What's been killing me though, wasn't that – it was what I call a “800Mz scrolling” problem. When I am on a battery, the laptop naturally is trying to preserve some power and switches to a conservative CPU scaling governor which likes to stick to 800Mz unless applications absolutely need more. Which is fine, most laptops do that. Except that Firefox on Linux really needs a lot of CPU power to scroll pages. This is kind of ridiculous, since scrolling has been done (mostly) by graphics hardware on Windows for the last 15 years, but FireFox on Linux demands 2Gz of CPU horsepower to scroll a freaking page, unless it's something as trivial as http://google.com.

Find a moderately heavy web page, quickly scroll up and down using the strip on a touchpad's left side and watch for 10 seconds – FF will be scrolling, turning your 800Mz Core Duo2 into 386SX 32Mz relic. I run Windows on VirtualBox, and “virtual WinFirefox” is many times more responsive than it's native Linux version, it scrolls web pages quickly dammit...

So one day and installed the latest Opera. Again. This wasn't my first time though, I've done it before and every time I get turned off by how foreign and ugly Opera always feels: the hotkeys were always wrong, UI didn't resemble any other applications on Windows or Linux, the whole package felt like it just landed from Mars.

The latest version is different. Alt+D finally took me to the address bar by default. Backspace took me to a previous page. UI was still butt-ugly, but it took me only a few seconds to find a theme that looked great, right there in “Tools/Appearance”, no googling required. The mandatory ad blocker is built-in and filters are easily discoverable. Most hot keys were already in place and a few missing ones were easy to add.

But how about that incredible rendering speed! Plus nearly instant start-up times, and the damn thing can actually SCROLL TEXT quickly! What a miracle... It also seamlessly imported my Firefox bookmarks. And after three days of casual surfing I am yet to find a single site, a single page rendered incorrectly. Those sweet mouse gestures are as close to heaven (Safari's multi-touch) as you can get without switching to OSX. Check them out!

Here is the list of changes I've done compared to default settings:


Preferences/Advanced/Shortcuts: remove actions for mouse buttons #5 and #6. This will disable back/forward actions on horizontal touchpad scrolling (in case it annoys you like it does me).

Preferences/Advanced/Shortcuts: add ctrl+K for moving focus to Google search bar and add Ctrl+1 and Ctrl+2 for cycling through tabs.

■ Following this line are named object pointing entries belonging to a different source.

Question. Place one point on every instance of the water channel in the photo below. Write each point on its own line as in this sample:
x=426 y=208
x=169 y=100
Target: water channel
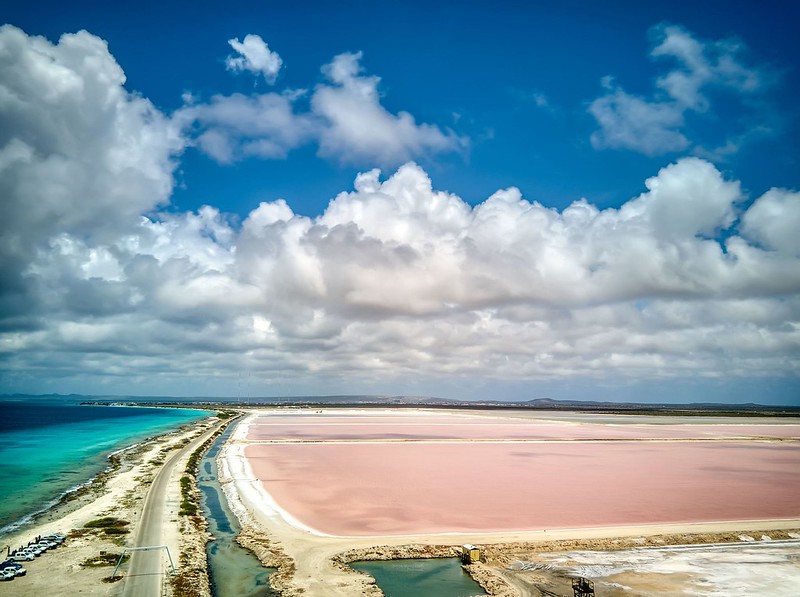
x=437 y=577
x=234 y=571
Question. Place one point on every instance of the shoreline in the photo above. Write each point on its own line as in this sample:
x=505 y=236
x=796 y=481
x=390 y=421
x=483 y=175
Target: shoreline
x=69 y=498
x=108 y=461
x=119 y=491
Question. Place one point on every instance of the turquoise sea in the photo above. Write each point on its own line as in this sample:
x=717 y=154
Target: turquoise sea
x=51 y=445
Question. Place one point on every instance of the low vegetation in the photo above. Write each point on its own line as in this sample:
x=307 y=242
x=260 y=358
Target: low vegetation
x=108 y=525
x=105 y=558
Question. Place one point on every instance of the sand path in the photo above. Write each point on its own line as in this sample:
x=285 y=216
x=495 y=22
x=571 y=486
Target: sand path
x=146 y=569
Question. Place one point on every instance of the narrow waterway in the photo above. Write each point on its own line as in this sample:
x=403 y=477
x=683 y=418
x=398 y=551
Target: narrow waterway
x=437 y=577
x=234 y=571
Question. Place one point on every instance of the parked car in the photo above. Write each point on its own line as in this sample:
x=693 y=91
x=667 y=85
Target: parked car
x=13 y=567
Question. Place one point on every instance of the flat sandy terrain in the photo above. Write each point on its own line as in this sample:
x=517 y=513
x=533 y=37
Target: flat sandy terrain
x=62 y=572
x=319 y=483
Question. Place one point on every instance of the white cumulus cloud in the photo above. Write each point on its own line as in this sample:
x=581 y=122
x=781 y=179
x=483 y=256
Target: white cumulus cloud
x=396 y=282
x=346 y=120
x=254 y=56
x=656 y=125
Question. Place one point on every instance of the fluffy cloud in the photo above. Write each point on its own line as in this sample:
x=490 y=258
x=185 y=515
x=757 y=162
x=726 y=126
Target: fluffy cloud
x=231 y=128
x=255 y=57
x=79 y=155
x=346 y=120
x=396 y=280
x=358 y=128
x=656 y=125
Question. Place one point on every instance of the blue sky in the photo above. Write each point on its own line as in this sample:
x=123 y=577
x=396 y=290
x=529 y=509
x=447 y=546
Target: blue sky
x=511 y=245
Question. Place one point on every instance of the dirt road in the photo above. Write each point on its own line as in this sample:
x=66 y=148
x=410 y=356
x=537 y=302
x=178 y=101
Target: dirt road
x=148 y=569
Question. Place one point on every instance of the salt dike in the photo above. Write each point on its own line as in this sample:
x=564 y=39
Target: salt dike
x=318 y=483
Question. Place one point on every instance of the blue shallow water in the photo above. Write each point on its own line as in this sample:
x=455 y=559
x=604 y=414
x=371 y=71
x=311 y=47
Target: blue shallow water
x=51 y=445
x=421 y=577
x=234 y=571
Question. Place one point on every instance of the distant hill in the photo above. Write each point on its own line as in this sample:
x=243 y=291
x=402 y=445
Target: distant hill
x=364 y=400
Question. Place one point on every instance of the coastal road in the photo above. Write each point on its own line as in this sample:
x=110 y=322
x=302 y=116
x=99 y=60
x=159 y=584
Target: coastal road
x=146 y=569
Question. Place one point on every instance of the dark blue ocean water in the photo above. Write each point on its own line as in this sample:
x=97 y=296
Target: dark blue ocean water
x=50 y=445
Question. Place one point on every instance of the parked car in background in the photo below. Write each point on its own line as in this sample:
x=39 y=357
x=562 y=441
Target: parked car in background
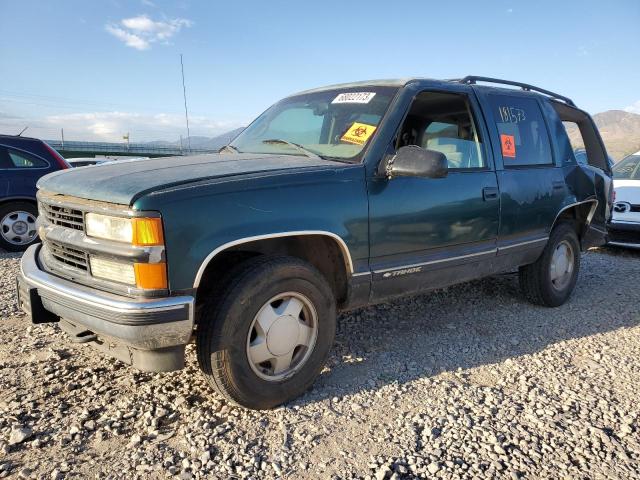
x=23 y=161
x=87 y=161
x=624 y=228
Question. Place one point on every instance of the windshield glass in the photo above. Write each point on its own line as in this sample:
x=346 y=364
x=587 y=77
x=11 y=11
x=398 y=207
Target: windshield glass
x=627 y=169
x=330 y=124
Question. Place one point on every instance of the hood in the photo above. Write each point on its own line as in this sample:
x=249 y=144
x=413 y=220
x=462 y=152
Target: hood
x=126 y=180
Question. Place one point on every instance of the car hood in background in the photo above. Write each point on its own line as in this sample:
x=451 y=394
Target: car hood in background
x=124 y=181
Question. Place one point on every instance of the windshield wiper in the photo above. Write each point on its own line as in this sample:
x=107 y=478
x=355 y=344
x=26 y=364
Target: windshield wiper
x=229 y=148
x=278 y=141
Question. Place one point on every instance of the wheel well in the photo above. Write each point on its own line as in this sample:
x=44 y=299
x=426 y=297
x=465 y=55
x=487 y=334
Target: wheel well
x=323 y=252
x=577 y=216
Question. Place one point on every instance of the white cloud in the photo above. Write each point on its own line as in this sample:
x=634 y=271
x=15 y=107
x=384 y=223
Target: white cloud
x=111 y=126
x=141 y=32
x=633 y=108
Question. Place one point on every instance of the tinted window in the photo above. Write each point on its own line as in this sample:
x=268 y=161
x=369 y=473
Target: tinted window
x=443 y=122
x=10 y=158
x=628 y=169
x=523 y=133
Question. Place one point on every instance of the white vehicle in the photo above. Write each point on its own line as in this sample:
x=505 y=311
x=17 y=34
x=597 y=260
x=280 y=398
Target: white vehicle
x=624 y=229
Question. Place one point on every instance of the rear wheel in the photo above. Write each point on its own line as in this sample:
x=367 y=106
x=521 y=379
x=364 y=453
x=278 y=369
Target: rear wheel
x=551 y=279
x=18 y=226
x=263 y=340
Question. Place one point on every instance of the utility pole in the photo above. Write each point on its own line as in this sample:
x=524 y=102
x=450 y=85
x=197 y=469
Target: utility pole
x=186 y=112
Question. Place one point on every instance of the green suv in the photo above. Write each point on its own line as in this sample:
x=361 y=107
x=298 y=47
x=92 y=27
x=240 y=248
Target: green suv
x=332 y=199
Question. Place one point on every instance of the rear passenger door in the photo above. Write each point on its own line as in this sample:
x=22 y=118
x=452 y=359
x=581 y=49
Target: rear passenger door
x=532 y=186
x=21 y=170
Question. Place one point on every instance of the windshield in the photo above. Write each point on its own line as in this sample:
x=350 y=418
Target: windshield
x=333 y=124
x=627 y=169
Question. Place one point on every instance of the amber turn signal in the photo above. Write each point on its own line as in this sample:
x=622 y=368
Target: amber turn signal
x=147 y=231
x=151 y=276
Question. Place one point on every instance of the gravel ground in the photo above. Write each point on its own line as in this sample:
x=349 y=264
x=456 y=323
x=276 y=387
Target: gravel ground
x=467 y=382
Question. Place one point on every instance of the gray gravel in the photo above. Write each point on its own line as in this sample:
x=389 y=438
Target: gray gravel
x=468 y=382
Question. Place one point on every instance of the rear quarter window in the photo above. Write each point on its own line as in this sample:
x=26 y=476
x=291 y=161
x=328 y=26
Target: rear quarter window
x=522 y=132
x=12 y=159
x=627 y=169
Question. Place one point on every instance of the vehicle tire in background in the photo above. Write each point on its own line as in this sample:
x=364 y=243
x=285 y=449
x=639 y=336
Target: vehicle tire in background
x=18 y=226
x=550 y=280
x=264 y=338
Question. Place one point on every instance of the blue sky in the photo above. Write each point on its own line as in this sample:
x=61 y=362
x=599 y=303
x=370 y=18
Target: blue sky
x=100 y=69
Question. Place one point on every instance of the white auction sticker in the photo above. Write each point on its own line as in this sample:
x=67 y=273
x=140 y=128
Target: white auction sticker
x=354 y=97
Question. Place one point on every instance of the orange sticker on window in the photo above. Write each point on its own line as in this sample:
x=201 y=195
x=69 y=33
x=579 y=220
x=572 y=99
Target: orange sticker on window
x=358 y=133
x=508 y=145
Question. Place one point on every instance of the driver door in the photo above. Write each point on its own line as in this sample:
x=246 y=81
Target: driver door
x=430 y=232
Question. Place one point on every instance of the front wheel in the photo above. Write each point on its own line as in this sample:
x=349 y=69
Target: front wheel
x=550 y=280
x=263 y=340
x=18 y=226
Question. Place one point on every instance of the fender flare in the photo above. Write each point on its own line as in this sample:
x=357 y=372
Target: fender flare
x=299 y=233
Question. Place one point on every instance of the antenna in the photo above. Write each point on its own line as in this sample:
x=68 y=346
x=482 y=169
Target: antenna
x=186 y=112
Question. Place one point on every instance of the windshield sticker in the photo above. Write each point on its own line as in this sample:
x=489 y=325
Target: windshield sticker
x=508 y=145
x=358 y=133
x=511 y=114
x=354 y=97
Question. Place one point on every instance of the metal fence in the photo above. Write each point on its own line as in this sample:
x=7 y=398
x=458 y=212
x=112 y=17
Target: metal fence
x=141 y=149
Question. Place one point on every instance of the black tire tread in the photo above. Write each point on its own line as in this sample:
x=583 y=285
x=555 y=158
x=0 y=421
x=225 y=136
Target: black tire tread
x=211 y=335
x=13 y=206
x=532 y=278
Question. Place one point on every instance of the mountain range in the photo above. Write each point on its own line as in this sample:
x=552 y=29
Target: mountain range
x=620 y=132
x=200 y=142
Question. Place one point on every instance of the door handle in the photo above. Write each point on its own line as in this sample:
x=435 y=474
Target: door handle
x=490 y=193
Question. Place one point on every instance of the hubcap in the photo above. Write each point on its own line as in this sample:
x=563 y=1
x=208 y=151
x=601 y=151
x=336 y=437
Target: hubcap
x=562 y=265
x=282 y=336
x=18 y=228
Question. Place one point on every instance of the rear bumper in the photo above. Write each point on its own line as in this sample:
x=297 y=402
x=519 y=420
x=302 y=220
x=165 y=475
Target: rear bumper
x=149 y=333
x=624 y=234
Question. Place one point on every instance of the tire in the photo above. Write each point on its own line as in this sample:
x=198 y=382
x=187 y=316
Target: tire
x=230 y=339
x=543 y=282
x=17 y=226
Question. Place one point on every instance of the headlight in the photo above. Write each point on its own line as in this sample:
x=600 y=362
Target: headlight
x=112 y=270
x=150 y=276
x=110 y=228
x=136 y=231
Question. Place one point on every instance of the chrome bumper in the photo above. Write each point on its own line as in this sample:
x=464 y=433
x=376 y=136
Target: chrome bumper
x=624 y=234
x=149 y=333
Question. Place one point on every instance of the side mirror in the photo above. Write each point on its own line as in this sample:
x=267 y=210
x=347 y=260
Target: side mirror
x=414 y=161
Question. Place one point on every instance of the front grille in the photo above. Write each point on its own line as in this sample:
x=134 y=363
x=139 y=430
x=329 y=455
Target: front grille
x=63 y=216
x=67 y=255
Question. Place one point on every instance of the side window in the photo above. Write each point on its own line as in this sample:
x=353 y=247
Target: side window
x=577 y=142
x=523 y=134
x=17 y=159
x=444 y=122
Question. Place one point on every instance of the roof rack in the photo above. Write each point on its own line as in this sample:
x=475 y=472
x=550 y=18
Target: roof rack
x=471 y=79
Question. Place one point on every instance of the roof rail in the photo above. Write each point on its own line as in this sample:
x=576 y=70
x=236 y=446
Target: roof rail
x=471 y=79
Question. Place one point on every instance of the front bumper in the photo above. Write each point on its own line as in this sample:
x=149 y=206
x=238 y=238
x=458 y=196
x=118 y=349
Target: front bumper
x=624 y=234
x=148 y=333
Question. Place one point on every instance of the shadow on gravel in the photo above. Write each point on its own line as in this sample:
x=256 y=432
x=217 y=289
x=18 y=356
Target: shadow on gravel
x=473 y=324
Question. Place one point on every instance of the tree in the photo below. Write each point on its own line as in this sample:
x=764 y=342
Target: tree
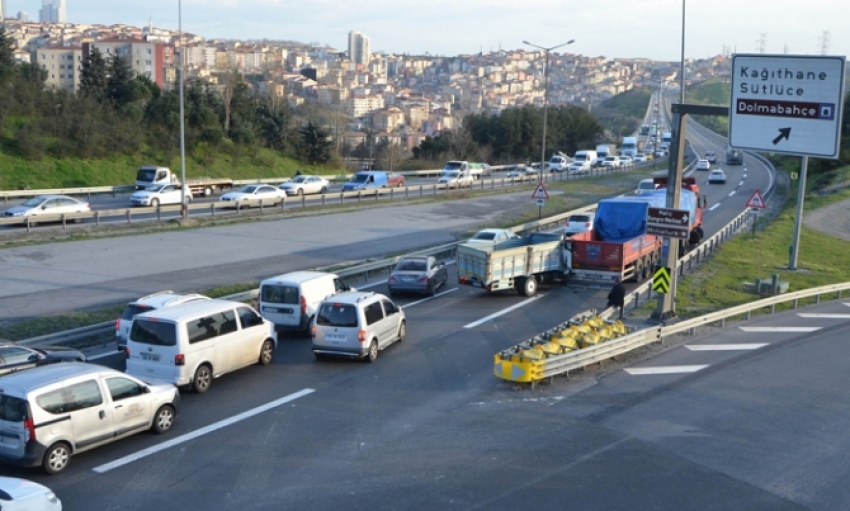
x=94 y=76
x=315 y=146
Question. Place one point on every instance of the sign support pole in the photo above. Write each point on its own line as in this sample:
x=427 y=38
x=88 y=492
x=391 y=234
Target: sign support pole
x=666 y=302
x=798 y=224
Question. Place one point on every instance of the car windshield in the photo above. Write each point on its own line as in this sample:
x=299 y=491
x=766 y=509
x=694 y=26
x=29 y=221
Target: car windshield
x=157 y=333
x=337 y=314
x=35 y=201
x=411 y=266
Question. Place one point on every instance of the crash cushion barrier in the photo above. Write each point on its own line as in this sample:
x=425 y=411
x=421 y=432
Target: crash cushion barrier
x=526 y=361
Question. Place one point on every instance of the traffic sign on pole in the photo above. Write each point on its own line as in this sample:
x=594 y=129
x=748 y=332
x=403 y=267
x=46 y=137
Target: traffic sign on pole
x=788 y=104
x=756 y=201
x=540 y=192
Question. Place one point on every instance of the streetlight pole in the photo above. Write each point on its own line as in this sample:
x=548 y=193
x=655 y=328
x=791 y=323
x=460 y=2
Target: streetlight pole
x=184 y=211
x=545 y=101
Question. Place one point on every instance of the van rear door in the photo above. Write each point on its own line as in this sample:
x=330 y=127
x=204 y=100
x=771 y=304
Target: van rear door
x=152 y=346
x=14 y=412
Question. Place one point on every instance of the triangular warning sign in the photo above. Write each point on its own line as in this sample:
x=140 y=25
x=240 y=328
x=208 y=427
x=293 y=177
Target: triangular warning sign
x=756 y=201
x=540 y=192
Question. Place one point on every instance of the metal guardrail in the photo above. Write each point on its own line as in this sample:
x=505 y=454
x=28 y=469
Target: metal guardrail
x=320 y=199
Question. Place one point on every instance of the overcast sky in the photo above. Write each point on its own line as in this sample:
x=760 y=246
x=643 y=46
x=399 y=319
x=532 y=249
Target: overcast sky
x=613 y=28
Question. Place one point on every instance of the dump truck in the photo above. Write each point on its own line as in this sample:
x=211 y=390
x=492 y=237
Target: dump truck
x=618 y=246
x=520 y=264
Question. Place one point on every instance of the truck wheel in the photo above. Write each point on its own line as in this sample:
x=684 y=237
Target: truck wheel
x=529 y=286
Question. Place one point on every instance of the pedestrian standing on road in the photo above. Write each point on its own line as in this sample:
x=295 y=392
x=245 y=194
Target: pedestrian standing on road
x=617 y=296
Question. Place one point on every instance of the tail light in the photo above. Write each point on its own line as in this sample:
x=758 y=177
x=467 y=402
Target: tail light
x=29 y=427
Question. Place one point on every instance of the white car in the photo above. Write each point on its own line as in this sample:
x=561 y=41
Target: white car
x=612 y=161
x=454 y=179
x=580 y=222
x=43 y=205
x=22 y=495
x=254 y=195
x=302 y=185
x=492 y=236
x=159 y=194
x=717 y=176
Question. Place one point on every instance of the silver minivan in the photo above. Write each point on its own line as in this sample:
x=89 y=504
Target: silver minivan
x=357 y=325
x=51 y=412
x=290 y=300
x=193 y=343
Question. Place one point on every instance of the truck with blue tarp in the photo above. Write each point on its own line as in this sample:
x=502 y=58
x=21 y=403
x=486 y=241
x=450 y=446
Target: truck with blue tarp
x=618 y=246
x=520 y=264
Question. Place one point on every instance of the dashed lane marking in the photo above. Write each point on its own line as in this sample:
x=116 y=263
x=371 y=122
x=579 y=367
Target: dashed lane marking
x=130 y=458
x=779 y=329
x=725 y=347
x=665 y=369
x=503 y=311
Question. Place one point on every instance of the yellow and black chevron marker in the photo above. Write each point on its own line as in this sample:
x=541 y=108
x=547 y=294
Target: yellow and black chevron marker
x=661 y=280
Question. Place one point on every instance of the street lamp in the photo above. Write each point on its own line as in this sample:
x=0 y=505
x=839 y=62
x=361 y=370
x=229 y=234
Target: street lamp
x=183 y=206
x=545 y=99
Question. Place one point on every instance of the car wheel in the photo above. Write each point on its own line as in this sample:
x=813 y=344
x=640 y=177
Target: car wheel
x=163 y=420
x=202 y=380
x=266 y=353
x=529 y=287
x=372 y=355
x=57 y=458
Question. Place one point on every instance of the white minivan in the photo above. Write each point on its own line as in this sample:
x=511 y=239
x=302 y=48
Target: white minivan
x=193 y=343
x=290 y=300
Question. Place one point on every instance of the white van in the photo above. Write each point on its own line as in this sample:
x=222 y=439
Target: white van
x=193 y=343
x=49 y=413
x=646 y=186
x=290 y=300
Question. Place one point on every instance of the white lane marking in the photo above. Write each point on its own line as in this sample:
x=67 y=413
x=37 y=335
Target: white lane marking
x=726 y=347
x=200 y=432
x=779 y=329
x=417 y=302
x=665 y=369
x=503 y=312
x=102 y=355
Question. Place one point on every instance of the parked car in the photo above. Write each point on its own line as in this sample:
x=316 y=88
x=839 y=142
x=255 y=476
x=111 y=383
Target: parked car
x=254 y=195
x=717 y=176
x=14 y=358
x=302 y=185
x=23 y=495
x=290 y=300
x=492 y=236
x=48 y=205
x=357 y=325
x=192 y=343
x=50 y=413
x=421 y=274
x=148 y=303
x=578 y=223
x=163 y=193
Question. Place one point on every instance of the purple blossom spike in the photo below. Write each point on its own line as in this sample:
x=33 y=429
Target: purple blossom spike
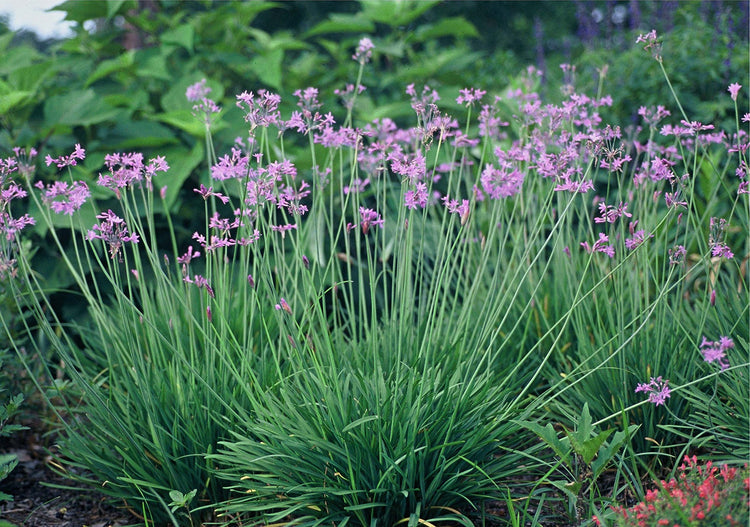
x=601 y=245
x=369 y=218
x=69 y=160
x=112 y=230
x=64 y=198
x=733 y=90
x=363 y=54
x=610 y=213
x=283 y=306
x=716 y=351
x=657 y=389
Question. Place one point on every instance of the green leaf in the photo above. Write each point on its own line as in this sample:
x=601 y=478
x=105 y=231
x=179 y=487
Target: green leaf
x=608 y=452
x=180 y=168
x=114 y=6
x=268 y=67
x=80 y=12
x=396 y=14
x=12 y=99
x=136 y=135
x=31 y=77
x=108 y=67
x=457 y=27
x=342 y=23
x=358 y=422
x=183 y=35
x=152 y=62
x=584 y=427
x=589 y=448
x=174 y=99
x=183 y=120
x=5 y=40
x=78 y=108
x=549 y=436
x=18 y=57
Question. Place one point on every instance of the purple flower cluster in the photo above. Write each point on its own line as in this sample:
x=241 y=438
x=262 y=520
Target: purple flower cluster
x=716 y=351
x=125 y=170
x=113 y=231
x=657 y=389
x=64 y=198
x=79 y=154
x=204 y=107
x=719 y=249
x=363 y=54
x=601 y=245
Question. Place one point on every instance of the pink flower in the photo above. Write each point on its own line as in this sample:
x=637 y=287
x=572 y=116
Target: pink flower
x=63 y=198
x=733 y=90
x=369 y=218
x=657 y=389
x=70 y=160
x=112 y=230
x=716 y=351
x=469 y=96
x=364 y=51
x=283 y=306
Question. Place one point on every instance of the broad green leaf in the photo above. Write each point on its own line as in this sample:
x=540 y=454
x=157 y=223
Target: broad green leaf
x=78 y=108
x=342 y=23
x=549 y=435
x=584 y=427
x=183 y=35
x=608 y=451
x=590 y=447
x=108 y=67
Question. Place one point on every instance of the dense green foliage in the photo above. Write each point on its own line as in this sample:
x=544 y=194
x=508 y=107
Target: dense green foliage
x=393 y=339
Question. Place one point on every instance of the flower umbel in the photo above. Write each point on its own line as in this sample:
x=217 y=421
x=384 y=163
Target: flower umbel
x=657 y=389
x=716 y=351
x=113 y=231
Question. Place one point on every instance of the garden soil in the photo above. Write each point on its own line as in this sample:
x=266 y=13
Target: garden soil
x=38 y=503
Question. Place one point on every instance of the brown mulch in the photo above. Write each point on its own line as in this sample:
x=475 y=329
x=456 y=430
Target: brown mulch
x=38 y=504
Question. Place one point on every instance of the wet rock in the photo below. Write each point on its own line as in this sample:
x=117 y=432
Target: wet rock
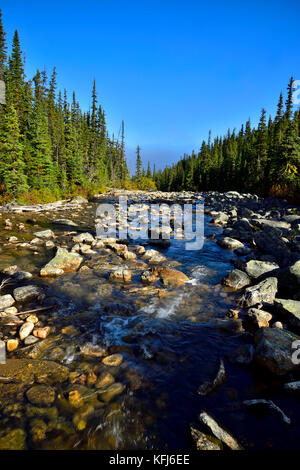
x=75 y=399
x=84 y=238
x=14 y=440
x=208 y=387
x=80 y=418
x=120 y=275
x=26 y=371
x=274 y=350
x=42 y=333
x=292 y=386
x=79 y=200
x=30 y=340
x=113 y=361
x=28 y=293
x=242 y=355
x=154 y=256
x=63 y=262
x=265 y=291
x=140 y=250
x=93 y=350
x=204 y=442
x=255 y=268
x=25 y=330
x=41 y=395
x=237 y=279
x=172 y=277
x=256 y=318
x=148 y=277
x=219 y=431
x=277 y=324
x=6 y=301
x=128 y=255
x=269 y=241
x=37 y=412
x=66 y=222
x=220 y=218
x=32 y=318
x=45 y=234
x=104 y=380
x=230 y=243
x=12 y=344
x=38 y=429
x=112 y=391
x=70 y=330
x=267 y=404
x=290 y=310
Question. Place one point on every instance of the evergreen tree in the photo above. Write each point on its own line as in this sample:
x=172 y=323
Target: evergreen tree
x=12 y=177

Appearance/Skin – change the disgusting default skin to “d_t_a__opera_9_only__-trial2” (available via “find more skins”). Or find something you like – almost everything there is better than the default nightmare Opera comes dressed up in.

Download filters for ad-blocking: http://www.fanboy.co.nz/adblock/opera/urlfilter.ini


Done! You've got yourself the most powerful browser the world of Linux has ever seen.